The night was cool, in the 40s. It felt good. With my keychain and attached bottle of hand sanitizer in one hand and my iPhone in the other, I felt like the empty city was just for me. I listened to tunes. I found things I had never noticed before – small green spaces and a hidden flight of stairs by the courthouse that I could use to get in my 10 flights per day. I made sure I didn’t so much as brush up against a bench or railing. It was the first time I have felt safe and free outside for weeks, even though the Life After People factor was mildly creepy.
Since my last post, we have learned that the Department will postpone outbound permanent change of station (PCS) moves through May 31 at a minimum. It is not safe at this time to have movers in our apartment to pack us out. It is not safe for us to drive across eight states under stay-at-home orders and to try to find food and shelter en route. And it isn’t safe for us to arrive in Ciudad Juárez, which currently has 82 cases of coronavirus and has seen 20 deaths. So our plan to start driving on April 25 didn’t work, and our backup plan to start driving on May 13 isn’t going to work now, either.
So instead we will keep teleworking and trying to accept the limitations and ambiguity that have completely changed the rhythms of our lives, perhaps for months. I have been trained to shelter in place for long periods, and I can do it. I will do it, for as long as necessary, with no panic, resentment, or anxiety. I tend to only lose my shit over the small stuff; in emergencies, I have so far always been calm.

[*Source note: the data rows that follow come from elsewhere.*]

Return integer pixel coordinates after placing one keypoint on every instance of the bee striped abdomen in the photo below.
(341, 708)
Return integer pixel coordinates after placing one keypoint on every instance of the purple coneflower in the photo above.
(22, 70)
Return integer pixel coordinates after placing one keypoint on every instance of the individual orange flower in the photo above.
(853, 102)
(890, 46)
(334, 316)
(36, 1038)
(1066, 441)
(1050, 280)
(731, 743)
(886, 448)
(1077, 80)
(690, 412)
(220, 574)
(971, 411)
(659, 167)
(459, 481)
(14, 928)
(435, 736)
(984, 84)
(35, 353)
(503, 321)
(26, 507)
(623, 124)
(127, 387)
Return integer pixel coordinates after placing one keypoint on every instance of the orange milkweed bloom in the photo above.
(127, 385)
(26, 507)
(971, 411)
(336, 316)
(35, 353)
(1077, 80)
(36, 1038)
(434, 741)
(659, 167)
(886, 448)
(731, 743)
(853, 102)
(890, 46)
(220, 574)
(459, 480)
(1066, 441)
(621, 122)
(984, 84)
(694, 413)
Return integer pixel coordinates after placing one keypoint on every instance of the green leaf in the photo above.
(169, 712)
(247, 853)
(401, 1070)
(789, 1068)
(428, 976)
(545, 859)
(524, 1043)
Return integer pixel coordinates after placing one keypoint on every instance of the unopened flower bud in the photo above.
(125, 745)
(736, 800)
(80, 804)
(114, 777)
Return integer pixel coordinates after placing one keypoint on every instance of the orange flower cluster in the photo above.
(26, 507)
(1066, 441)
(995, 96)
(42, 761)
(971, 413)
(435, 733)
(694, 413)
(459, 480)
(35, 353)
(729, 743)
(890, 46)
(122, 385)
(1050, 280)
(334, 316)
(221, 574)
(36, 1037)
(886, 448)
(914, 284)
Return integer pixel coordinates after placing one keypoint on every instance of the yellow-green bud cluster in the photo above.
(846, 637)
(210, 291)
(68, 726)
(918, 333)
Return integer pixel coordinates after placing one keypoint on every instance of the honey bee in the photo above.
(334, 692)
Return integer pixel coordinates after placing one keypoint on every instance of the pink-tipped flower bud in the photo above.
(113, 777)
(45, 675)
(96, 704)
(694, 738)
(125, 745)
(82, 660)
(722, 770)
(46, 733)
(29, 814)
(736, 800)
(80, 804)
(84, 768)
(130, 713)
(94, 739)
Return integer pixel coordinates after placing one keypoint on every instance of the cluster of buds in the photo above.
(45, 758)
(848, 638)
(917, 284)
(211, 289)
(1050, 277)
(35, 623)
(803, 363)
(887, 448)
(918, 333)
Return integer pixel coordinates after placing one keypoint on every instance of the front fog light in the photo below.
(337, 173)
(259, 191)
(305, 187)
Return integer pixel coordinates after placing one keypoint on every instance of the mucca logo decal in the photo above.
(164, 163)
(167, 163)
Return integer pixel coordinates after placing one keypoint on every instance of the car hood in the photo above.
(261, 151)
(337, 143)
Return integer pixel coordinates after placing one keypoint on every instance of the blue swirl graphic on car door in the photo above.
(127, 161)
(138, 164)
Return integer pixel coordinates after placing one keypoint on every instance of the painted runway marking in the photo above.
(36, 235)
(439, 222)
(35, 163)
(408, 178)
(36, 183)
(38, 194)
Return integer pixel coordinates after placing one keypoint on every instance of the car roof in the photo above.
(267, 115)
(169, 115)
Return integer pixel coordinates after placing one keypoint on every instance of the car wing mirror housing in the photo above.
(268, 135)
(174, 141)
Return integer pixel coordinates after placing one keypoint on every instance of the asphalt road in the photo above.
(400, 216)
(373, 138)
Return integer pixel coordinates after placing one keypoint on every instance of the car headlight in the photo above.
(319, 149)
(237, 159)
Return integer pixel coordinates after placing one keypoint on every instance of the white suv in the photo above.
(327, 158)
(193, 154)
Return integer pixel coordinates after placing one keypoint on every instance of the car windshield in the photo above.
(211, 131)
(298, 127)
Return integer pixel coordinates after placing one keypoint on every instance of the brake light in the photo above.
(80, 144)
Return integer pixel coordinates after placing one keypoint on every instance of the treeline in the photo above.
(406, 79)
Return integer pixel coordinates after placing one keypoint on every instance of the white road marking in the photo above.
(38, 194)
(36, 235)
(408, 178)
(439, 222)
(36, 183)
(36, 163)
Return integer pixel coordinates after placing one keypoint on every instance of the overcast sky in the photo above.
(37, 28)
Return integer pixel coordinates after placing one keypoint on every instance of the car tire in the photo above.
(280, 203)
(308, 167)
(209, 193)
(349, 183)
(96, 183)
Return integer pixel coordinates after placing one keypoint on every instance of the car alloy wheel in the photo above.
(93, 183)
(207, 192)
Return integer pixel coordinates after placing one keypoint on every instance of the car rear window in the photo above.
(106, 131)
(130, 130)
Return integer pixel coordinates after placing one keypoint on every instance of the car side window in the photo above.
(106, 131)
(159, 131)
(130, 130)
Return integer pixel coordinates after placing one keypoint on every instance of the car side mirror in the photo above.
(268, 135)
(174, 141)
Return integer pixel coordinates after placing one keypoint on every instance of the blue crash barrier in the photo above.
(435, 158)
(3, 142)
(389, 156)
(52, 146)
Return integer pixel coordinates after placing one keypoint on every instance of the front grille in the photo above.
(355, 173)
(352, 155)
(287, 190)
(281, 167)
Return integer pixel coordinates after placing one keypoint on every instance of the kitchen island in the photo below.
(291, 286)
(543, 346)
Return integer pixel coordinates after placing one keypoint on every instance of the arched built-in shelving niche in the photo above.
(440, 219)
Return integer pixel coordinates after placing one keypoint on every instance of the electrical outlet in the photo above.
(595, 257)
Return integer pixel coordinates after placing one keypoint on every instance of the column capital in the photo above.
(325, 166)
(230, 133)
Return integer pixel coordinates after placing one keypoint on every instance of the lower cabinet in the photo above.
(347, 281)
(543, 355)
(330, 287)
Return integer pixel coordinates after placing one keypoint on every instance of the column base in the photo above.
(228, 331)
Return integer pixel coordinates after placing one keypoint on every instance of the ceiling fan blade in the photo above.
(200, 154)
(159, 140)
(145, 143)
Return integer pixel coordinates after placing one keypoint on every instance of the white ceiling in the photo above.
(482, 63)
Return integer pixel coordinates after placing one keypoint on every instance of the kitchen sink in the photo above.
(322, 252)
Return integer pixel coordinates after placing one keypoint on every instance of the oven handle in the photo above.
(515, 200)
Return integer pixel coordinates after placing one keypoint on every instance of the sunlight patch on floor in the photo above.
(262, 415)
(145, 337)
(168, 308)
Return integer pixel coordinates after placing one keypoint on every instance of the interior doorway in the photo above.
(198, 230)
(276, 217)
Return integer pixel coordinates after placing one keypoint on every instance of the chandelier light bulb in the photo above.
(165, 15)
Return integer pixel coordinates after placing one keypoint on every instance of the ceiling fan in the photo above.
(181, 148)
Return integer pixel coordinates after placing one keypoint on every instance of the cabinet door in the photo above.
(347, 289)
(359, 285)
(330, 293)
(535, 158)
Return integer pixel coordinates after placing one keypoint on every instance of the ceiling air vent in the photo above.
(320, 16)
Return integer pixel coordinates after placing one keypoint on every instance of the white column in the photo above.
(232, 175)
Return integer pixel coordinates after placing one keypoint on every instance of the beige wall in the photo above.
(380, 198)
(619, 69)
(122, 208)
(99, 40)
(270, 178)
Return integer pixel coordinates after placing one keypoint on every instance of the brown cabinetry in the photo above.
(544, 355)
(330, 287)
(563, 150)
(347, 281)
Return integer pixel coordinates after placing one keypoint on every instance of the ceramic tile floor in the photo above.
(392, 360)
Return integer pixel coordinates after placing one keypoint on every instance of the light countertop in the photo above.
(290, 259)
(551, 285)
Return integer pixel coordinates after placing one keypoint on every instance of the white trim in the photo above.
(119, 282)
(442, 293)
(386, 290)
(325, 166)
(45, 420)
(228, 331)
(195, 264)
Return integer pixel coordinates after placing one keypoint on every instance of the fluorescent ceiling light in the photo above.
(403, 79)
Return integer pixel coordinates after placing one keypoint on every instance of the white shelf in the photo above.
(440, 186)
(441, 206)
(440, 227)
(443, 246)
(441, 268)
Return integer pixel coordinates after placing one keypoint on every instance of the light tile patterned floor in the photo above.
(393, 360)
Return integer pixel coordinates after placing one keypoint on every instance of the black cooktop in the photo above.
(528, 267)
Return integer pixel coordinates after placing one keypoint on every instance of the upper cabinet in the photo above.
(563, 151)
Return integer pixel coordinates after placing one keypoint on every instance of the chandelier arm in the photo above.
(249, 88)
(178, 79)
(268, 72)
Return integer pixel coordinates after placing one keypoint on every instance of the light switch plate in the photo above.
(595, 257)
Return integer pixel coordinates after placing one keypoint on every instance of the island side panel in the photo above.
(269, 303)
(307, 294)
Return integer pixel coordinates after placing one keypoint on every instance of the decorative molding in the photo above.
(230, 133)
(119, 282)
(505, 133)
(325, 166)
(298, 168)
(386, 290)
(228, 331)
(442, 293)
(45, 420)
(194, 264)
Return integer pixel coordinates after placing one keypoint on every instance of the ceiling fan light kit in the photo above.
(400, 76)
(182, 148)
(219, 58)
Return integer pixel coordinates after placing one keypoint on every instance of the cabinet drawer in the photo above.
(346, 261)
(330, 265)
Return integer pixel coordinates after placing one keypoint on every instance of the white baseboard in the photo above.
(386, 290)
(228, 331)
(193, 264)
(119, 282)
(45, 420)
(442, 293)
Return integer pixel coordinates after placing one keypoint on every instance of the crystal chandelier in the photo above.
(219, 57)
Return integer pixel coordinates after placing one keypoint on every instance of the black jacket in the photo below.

I’m going to keep hiding from the virus, staying away from people, being vigilant in using Lysol wipes on my shoes, doorknob, keys, headphones, etc. when I enter the apartment, even when I just go downstairs to get the mail, or down the hall to dump the trash. But I’m not going to hide from my life, or let myself fall apart physically. I have to find a way to get what I need in this new reality while keeping physically safe and mentally resilient.
And so after dark from now on, I will emerge, to put a point up on the wall in my chronic fight against pain and inflammation. To enjoy the fresh air and the city lights safely, all by myself.
Someday, when things are different, maybe when we have a vaccine, we will let our hair down and toast the town face to face. This isn’t what any of us wanted when we ushered in the new decade less than four months ago. But it’s what we’ve got. Stay safe out there.